To confirm what is actually executed on the MongoDB nodes, we need to increase MongoDB’s log level and examine the system.profile collection.

Enable the logging on MongoDB, run the Spark query again, and find the trace of the query in the system.profile collection:

$mongo
MongoDB shell version: 3.2.11
connecting to: test

> db.setProfilingLevel(2)
> db.system.profile.find().pretty()

The result is:

{
	"op" : "command",
	"ns" : "test.zips",
	"command" : {
		"aggregate" : "zips",
		"pipeline" : [
			{
				"$match" : {
					"_id" : {
						"$gte" : { "$minKey" : 1 },
						"$lt" : { "$maxKey" : 1 }
					}
				}
			},
			{
				"$match" : {
					"pop" : {
						"$exists" : true,
						"$ne" : null,
						"$gt" : 0
					}
				}
			},
			{
				"$project" : {
					"state" : 1,
					"pop" : 1,
					"_id" : 0
				}
			}
		],
		"cursor" : {

		},
		"allowDiskUse" : true
	},
	[...]
}

The result shows the $project and $match clauses executed by MongoDB and, as expected, they match the Spark’s physical plan.

Conclusion

In this article, I have shown how to connect to a MongoDB database with Apache Spark to load and query the data. The connector provides a set of utility methods to easily load data from MongoDB to a DataFrame.
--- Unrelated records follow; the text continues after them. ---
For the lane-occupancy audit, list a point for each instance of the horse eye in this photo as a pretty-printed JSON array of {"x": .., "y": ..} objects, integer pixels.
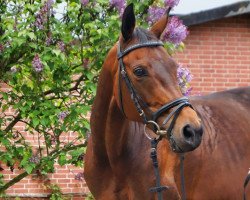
[{"x": 139, "y": 72}]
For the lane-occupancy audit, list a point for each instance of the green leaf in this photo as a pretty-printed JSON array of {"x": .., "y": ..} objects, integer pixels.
[{"x": 29, "y": 168}]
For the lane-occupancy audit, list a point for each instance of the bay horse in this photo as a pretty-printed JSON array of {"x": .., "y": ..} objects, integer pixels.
[{"x": 117, "y": 161}]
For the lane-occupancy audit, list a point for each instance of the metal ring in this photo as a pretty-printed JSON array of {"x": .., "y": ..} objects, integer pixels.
[{"x": 145, "y": 132}]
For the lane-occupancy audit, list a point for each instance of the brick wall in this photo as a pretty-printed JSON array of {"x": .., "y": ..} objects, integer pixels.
[{"x": 218, "y": 55}]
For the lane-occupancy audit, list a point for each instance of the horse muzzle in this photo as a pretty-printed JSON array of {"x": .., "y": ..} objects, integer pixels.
[{"x": 188, "y": 140}]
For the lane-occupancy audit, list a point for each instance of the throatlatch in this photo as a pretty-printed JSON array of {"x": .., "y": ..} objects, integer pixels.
[{"x": 177, "y": 105}]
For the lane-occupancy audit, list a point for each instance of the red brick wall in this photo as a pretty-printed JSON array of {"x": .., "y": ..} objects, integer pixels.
[{"x": 218, "y": 55}]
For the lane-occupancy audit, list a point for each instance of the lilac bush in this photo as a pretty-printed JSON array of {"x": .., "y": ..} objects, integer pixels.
[
  {"x": 171, "y": 3},
  {"x": 155, "y": 13},
  {"x": 37, "y": 64},
  {"x": 84, "y": 2},
  {"x": 176, "y": 31}
]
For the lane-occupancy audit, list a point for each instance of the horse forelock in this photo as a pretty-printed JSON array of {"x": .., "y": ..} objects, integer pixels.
[{"x": 140, "y": 35}]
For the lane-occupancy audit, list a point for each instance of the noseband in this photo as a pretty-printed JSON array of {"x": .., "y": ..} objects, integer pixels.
[{"x": 177, "y": 105}]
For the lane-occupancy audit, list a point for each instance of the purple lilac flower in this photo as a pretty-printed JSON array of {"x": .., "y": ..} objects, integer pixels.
[
  {"x": 79, "y": 176},
  {"x": 48, "y": 40},
  {"x": 184, "y": 77},
  {"x": 37, "y": 64},
  {"x": 34, "y": 159},
  {"x": 1, "y": 48},
  {"x": 119, "y": 5},
  {"x": 176, "y": 31},
  {"x": 13, "y": 69},
  {"x": 171, "y": 3},
  {"x": 155, "y": 13},
  {"x": 61, "y": 46},
  {"x": 62, "y": 115},
  {"x": 41, "y": 17},
  {"x": 84, "y": 2}
]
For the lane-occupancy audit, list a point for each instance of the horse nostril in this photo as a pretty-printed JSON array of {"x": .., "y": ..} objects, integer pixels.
[{"x": 188, "y": 133}]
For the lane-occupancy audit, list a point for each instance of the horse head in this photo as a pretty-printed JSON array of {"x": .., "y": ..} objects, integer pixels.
[{"x": 149, "y": 90}]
I have also presented how a MongoDB Document is mapped to a Spark’s DataFrame. Because of the hierarchical nature of a Document, only the first level of attributes is mapped to columns. Inner documents become nested columns.

Finally, I have described how the connector minimizes the data loaded in Spark by taking advantage of the predicates pushdown optimization, an essential feature of every connector. The connector does a good job of sending the predicates automatically, but it is helpful to know how to confirm if and how the predicates are applied on the MongoDB side.

In conclusion, the connector is fully functional to take benefit from using Spark on top of MongoDB.